I'm wanting to convert our Windows 2000 & XP workstations from static IP addresses to DHCP. We have a DHCP server (Windows 2003) up and ready.

Is it possible to deploy DHCP to our workstations using Active Directory Group Policy, rather than going round each machine manually?

Any advice would be grateful. Thanks.


----------



## StumpedTechy (Jul 7, 2004)

Aha a problem I had. You can't change it via GPO (at least anyhow that I found).

You can do this - put -

On Error Resume Next
strComputer = InputBox("Type in the Computer Name","Computer Name Variable")
Set objWMIService = GetObject("winmgmts:" _
& "{impersonationLevel=impersonate}!\\" & strComputer & "\root\cimv2")

Set colNetAdapters = objWMIService.ExecQuery _
("Select * from Win32_NetworkAdapterConfiguration where IPEnabled=TRUE")

For Each objNetAdapter In colNetAdapters
errEnable = objNetAdapter.EnableDHCP()
objNetAdapter.SetDNSServerSearchOrder()
objNetAdapter.SetDynamicDNSRegistration FULL_DNS_REGISTRATION, _
DOMAIN_DNS_REGISTRATION
NEXT

into a script and this will hit the PC and have it change to DHCP and set DNS to also be set to DHCP - most have that hardcoded as well.

The main thing to remember is this will for a brief minute disconnect the client so don't run it at production time.


----------



## StumpedTechy (Jul 7, 2004)

Also change this line -

strComputer = InputBox("Type in the Computer Name","Computer Name Variable")

to any VBS way you want you can do -

strComputer = "."

to do it to the local machine or parse out some txt file and put it in as strComputer.


----------



## kbcs6dpm (Apr 17, 2007)

Thanks for your answers. After some research, i found out that it's not possible with Active Directory group policy.

But you can use a start up script in group policy that will change the settings over to DCHP when the client machine boots up.

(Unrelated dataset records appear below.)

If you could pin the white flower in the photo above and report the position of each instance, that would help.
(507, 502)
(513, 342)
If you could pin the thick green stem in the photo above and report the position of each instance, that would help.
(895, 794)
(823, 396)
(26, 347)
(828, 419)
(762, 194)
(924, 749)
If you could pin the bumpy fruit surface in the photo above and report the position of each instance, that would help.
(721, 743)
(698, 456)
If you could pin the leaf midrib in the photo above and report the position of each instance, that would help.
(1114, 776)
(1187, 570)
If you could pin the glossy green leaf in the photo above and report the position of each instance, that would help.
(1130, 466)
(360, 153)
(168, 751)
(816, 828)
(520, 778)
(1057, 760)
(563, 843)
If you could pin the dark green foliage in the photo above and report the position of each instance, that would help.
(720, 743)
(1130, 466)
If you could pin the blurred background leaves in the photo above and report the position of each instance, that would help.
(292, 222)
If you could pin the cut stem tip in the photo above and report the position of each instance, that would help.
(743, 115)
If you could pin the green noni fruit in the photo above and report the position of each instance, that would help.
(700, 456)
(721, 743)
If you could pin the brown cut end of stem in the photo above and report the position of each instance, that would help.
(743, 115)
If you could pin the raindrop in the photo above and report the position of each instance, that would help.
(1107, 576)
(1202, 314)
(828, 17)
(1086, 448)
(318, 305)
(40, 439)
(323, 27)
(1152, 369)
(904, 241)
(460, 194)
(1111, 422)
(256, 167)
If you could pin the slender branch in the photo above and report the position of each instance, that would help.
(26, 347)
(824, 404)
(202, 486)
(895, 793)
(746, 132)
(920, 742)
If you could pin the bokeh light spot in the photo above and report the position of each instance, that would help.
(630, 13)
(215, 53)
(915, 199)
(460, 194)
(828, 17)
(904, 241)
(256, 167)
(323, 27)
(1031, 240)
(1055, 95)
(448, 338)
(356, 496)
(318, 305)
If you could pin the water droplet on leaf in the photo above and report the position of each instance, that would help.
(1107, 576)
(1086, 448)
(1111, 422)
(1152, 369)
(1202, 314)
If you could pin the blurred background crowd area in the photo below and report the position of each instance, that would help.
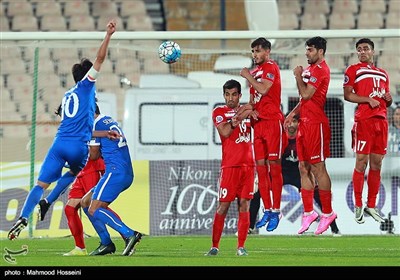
(125, 65)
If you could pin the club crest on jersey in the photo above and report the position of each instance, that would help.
(346, 79)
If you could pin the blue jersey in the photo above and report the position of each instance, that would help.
(115, 152)
(77, 111)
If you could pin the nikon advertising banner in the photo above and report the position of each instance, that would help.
(184, 197)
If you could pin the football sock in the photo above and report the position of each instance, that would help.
(243, 228)
(61, 187)
(31, 201)
(326, 201)
(75, 225)
(99, 227)
(276, 185)
(307, 197)
(264, 186)
(358, 185)
(218, 226)
(108, 218)
(374, 182)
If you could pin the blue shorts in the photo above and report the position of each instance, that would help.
(111, 185)
(75, 152)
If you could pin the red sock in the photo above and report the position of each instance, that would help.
(243, 227)
(326, 201)
(218, 226)
(277, 185)
(264, 186)
(358, 185)
(308, 198)
(75, 225)
(115, 213)
(373, 182)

The script to use is located here:
http://www.microsoft.com/technet/scriptcenter/scripts/network/client/modify/default.mspx?mfr=true

To learn more about scripting, start here:
http://www.microsoft.com/technet/scriptcenter/topics/beginner/firststeps.mspx


----------



## StumpedTechy (Jul 7, 2004)

I wouldn't do a startup script.... anything else in there that deals with network connectivity will drop when they change from static to DHCP. I would do it as a one time only thing.


----------